[SpaceProgram] NASA Lunabotics Mining Competition

cole santos cksantos85 at gmail.com
Mon Jan 9 18:37:27 CET 2012


Ya mining the moon is pointless until way later down the tech tree.
Aluminum, He3, oxygen. The mining strategies are way different as
well. One has gravity one doesn't. Mining on moon will have lots of
dust as well that is hell on anything that moves. If I was an
astronaut I would use a shovel for the quantities required for small
scale stuff like oxygen for habitats. Rather than surface mining we
need a tunneler. This would allow us to mine and build habitat at the
same time. Fusing the walls with a ring of CO2 lasers as you go. If
you did this on mars on a slope you could build a couple mile deep
hole. It would be easier to maintain 1 atm at the bottom. Kinda like a
mine shaft that's hot and pressurized at the bottom.

On Mon, Jan 9, 2012 at 2:04 AM, Alex Cureton-Griffiths <alexcg at gmail.com> wrote:
> http://www.nasa.gov/offices/education/centers/kennedy/technology/lunabotics.html
>
> Since we've been talking of asteroid mining and potential habitats (of
> which resource accumulation is a part), I think this could be a really
> interesting challenge to go for.

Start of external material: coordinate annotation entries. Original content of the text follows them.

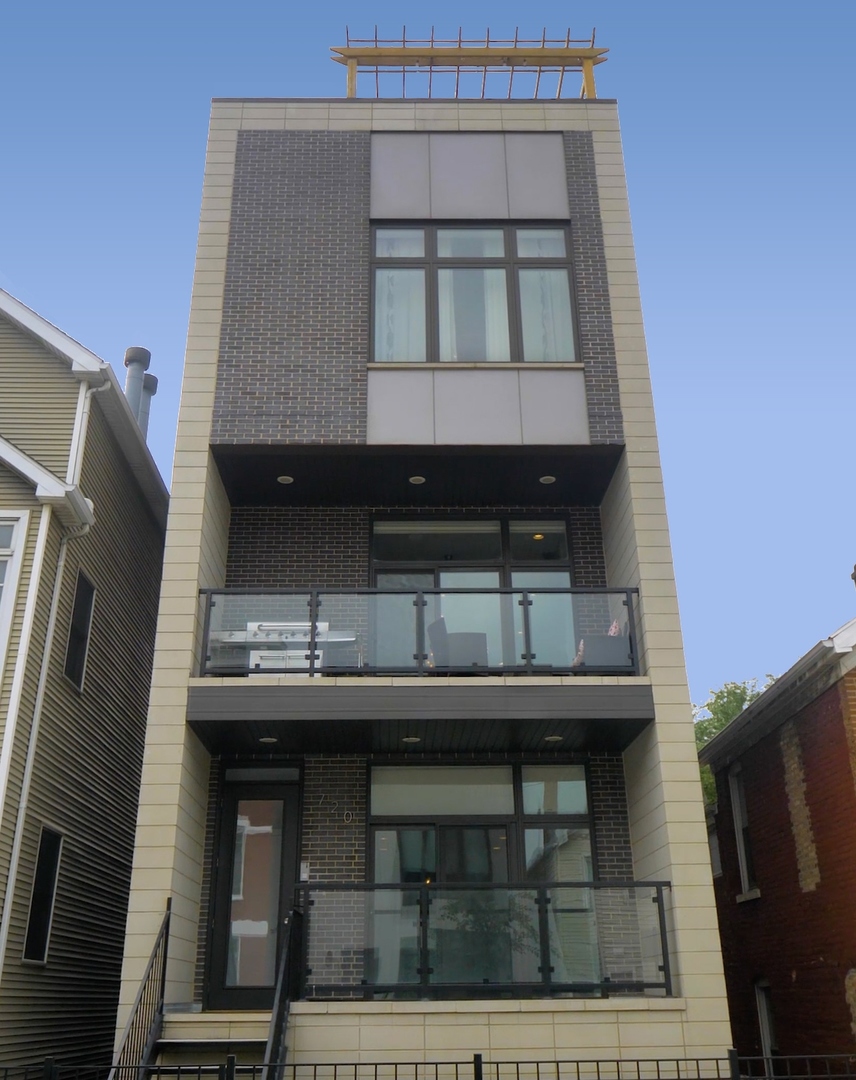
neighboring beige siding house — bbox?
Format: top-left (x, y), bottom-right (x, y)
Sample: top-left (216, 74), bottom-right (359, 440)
top-left (0, 291), bottom-right (167, 1064)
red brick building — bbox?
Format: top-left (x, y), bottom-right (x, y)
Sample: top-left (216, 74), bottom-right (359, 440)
top-left (701, 620), bottom-right (856, 1055)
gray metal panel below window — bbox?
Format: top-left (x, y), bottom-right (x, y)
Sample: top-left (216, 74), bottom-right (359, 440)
top-left (429, 133), bottom-right (508, 221)
top-left (505, 132), bottom-right (571, 220)
top-left (371, 133), bottom-right (431, 220)
top-left (188, 677), bottom-right (654, 754)
top-left (518, 370), bottom-right (592, 446)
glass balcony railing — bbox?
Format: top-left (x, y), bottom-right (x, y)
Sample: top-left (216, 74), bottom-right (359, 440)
top-left (298, 881), bottom-right (671, 998)
top-left (201, 589), bottom-right (638, 676)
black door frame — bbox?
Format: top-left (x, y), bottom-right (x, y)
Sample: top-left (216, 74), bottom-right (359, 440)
top-left (204, 781), bottom-right (300, 1010)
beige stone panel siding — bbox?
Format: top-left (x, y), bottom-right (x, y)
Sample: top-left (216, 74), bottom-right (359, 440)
top-left (0, 318), bottom-right (80, 480)
top-left (118, 107), bottom-right (236, 1031)
top-left (778, 720), bottom-right (820, 892)
top-left (594, 113), bottom-right (730, 1041)
top-left (288, 998), bottom-right (729, 1058)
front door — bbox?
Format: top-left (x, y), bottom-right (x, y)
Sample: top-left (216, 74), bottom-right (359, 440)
top-left (206, 770), bottom-right (298, 1009)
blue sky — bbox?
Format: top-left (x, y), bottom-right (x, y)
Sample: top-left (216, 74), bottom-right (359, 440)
top-left (0, 0), bottom-right (856, 702)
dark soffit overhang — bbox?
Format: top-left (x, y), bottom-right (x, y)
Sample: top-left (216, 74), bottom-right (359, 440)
top-left (188, 677), bottom-right (654, 754)
top-left (212, 443), bottom-right (623, 507)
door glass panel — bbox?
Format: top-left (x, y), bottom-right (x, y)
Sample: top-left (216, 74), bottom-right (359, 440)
top-left (512, 570), bottom-right (576, 667)
top-left (375, 268), bottom-right (425, 364)
top-left (371, 766), bottom-right (514, 812)
top-left (226, 799), bottom-right (283, 986)
top-left (522, 765), bottom-right (588, 814)
top-left (519, 269), bottom-right (575, 364)
top-left (433, 570), bottom-right (503, 667)
top-left (437, 269), bottom-right (507, 363)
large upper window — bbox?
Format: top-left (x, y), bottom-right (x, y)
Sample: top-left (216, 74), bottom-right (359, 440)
top-left (372, 225), bottom-right (576, 364)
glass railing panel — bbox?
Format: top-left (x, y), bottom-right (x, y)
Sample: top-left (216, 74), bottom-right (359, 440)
top-left (315, 591), bottom-right (372, 673)
top-left (571, 593), bottom-right (634, 672)
top-left (427, 888), bottom-right (540, 986)
top-left (425, 590), bottom-right (511, 671)
top-left (204, 592), bottom-right (311, 675)
top-left (363, 592), bottom-right (422, 672)
top-left (594, 887), bottom-right (664, 986)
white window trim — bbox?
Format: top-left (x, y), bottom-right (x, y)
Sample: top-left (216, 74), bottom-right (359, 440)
top-left (729, 765), bottom-right (761, 901)
top-left (0, 510), bottom-right (30, 685)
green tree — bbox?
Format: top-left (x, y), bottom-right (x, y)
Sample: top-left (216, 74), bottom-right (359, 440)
top-left (693, 675), bottom-right (776, 805)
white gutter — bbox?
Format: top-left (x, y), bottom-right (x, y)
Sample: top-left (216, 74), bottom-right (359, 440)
top-left (0, 507), bottom-right (52, 902)
top-left (0, 518), bottom-right (90, 983)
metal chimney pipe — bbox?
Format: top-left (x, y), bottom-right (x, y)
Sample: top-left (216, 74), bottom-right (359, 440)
top-left (137, 375), bottom-right (158, 438)
top-left (125, 347), bottom-right (151, 423)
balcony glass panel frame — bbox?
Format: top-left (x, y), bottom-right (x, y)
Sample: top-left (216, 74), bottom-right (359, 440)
top-left (296, 881), bottom-right (672, 1000)
top-left (200, 588), bottom-right (639, 677)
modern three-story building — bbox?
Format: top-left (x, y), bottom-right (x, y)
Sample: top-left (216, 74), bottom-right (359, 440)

Not sure there's enough time before
> the 2012 deadline, but 2013 application process opens in August 2012.
> It's aimed at university students, so perhaps a hackerspace in
> Academia could have a stab at it.
>
> I'm not an advocate of mining the moon per se, but any mining robot
> that can mine the moon can likely mine Mars, asteroids, etc.